Tell us about how you became a litigator in your specialist area rather than working in any other area of law
It was entirely inadvertent. I had become quite good at costs regarding poor conduct in Part 7, so I was asked to do the first cases on poor conduct in the Portal because the principles were similar. Once the first one was reported, everyone assumed I was an expert in this field so kept giving me cases to do with Portal costs and I became the expert everyone thought I was!
What is the one thing about the technical aspects/rules of litigation that you know now that you wish you’d known when you started out in your career
That just because your opponent is from a big/posh set, has a bigger brief fee or is of longer Call than you doesn’t mean they know more than you.
What is the major aspect of the job and lifestyle of being involved in litigation that you wish that you’d known when you started
How much travelling would be involved. Still, this does sometimes take me past a fine Thai restaurant in Stoke on Trent, and (a very recent discovery) an amazing Crêpe House in Bradford.
Now you are a black belt and instructor in Taekwondo, is there anything in your training and mental element of Taekwondo that could be usefully imported into legal practice
It does help, knowing I could punch the lights out of any unpleasant opponents.
A judge who knew I did Taekwondo once purposely asked me to sit between two litigants who had a restraining order preventing them from being near each other (whilst the security guard stayed right at the back of the court room.)
TKD has 5 tenets – courtesy, integrity, self-control, indomitable spirit and perseverance, not unlike the over-riding objective.

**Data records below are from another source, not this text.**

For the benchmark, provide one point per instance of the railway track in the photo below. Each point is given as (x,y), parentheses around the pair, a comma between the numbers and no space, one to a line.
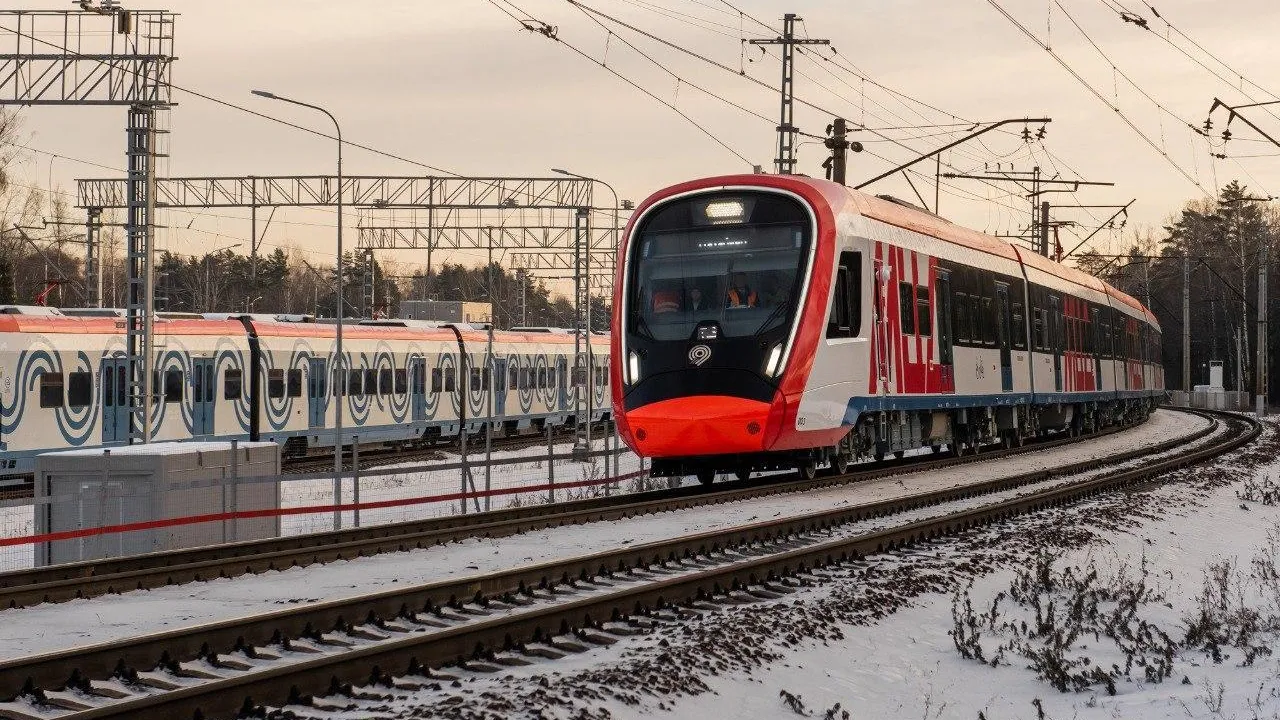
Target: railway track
(65,582)
(401,636)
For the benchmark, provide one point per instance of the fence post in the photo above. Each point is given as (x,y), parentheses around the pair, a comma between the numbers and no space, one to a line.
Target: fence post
(355,477)
(551,464)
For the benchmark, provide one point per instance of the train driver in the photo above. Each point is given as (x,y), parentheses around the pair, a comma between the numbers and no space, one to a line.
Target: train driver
(740,295)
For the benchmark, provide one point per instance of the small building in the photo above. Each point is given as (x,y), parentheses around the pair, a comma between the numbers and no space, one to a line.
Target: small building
(446,310)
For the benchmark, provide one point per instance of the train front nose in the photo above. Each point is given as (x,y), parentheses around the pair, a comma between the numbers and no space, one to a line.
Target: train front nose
(684,427)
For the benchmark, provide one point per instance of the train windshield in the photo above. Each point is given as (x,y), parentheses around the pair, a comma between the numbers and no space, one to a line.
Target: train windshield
(723,264)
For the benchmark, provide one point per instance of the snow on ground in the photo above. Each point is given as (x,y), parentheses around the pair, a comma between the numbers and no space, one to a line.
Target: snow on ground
(1169,598)
(51,627)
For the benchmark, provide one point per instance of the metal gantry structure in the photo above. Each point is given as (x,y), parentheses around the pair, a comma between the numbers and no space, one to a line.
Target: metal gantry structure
(105,55)
(545,224)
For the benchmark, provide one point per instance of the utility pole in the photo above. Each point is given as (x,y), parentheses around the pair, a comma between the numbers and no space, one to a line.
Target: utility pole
(1187,324)
(1261,364)
(786,159)
(839,145)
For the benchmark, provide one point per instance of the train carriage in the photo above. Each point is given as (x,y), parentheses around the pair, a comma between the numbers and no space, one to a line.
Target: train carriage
(241,377)
(767,322)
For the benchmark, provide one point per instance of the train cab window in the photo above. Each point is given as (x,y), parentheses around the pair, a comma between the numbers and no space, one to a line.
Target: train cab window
(275,383)
(846,300)
(1019,326)
(906,308)
(80,390)
(50,390)
(173,386)
(923,311)
(232,384)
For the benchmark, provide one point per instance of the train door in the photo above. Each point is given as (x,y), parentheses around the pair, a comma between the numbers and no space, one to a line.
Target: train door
(202,396)
(1096,318)
(885,367)
(417,388)
(1055,338)
(115,400)
(1004,333)
(316,392)
(946,352)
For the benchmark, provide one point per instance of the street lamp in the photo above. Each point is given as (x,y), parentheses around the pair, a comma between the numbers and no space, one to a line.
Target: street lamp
(338,365)
(586,279)
(209,285)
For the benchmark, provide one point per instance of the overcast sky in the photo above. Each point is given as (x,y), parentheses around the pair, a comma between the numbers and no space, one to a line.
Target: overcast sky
(460,86)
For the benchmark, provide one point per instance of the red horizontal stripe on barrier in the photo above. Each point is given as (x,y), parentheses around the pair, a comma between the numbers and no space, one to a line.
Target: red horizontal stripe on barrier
(304,510)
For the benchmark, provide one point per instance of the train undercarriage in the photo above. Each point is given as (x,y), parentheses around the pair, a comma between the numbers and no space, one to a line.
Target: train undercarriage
(892,433)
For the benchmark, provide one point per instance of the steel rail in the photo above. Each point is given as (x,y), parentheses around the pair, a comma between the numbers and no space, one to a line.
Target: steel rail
(60,583)
(76,668)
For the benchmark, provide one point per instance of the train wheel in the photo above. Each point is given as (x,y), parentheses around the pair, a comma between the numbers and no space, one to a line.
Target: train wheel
(808,469)
(840,464)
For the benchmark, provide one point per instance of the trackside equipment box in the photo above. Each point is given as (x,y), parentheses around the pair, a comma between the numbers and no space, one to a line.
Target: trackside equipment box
(85,490)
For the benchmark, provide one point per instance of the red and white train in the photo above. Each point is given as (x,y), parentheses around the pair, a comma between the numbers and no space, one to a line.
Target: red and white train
(780,322)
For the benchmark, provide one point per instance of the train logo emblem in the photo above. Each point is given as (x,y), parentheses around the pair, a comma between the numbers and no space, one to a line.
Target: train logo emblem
(699,354)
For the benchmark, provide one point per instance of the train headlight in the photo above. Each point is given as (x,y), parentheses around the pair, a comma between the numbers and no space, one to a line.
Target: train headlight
(632,368)
(773,365)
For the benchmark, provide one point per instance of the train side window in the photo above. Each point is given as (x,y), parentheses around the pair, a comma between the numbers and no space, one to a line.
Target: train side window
(232,382)
(50,390)
(275,383)
(906,308)
(923,311)
(80,390)
(1019,327)
(988,322)
(173,386)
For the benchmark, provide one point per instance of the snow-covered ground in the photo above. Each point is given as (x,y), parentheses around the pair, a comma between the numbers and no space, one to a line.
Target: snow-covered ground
(50,627)
(1155,604)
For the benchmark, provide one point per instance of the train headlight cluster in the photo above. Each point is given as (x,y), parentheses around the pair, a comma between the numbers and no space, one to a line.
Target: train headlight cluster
(632,368)
(773,365)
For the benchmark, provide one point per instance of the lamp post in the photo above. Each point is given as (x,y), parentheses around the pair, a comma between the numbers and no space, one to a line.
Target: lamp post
(338,358)
(586,281)
(209,285)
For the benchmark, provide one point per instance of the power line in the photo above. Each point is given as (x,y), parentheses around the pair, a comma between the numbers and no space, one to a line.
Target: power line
(1096,94)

I use these both in and outside of the Dojang.
People are going to ask – what is the Secret Barrister like as a self defence student
SB started so well, took everything on board really quickly. Quite a prodigy. Nice punches in particular. That was, until the Secret Santa present incident. We haven’t done any training since. So much for perseverance, eh, SB?
My crunch question: if you had a time machine and could go back speak to yourself at the beginning of your career – what advice would you give to yourself?
Don’t just assume judges know more than you, especially when you practice in a niche area as I now do. If you’ve done your prep well and you keep yourself up to date, you can often know more than they do. You can (very politely) take them to the relevant rules or law, and even anticipate what incorrect assumptions they are likely to have made, of which you will need to disabuse them.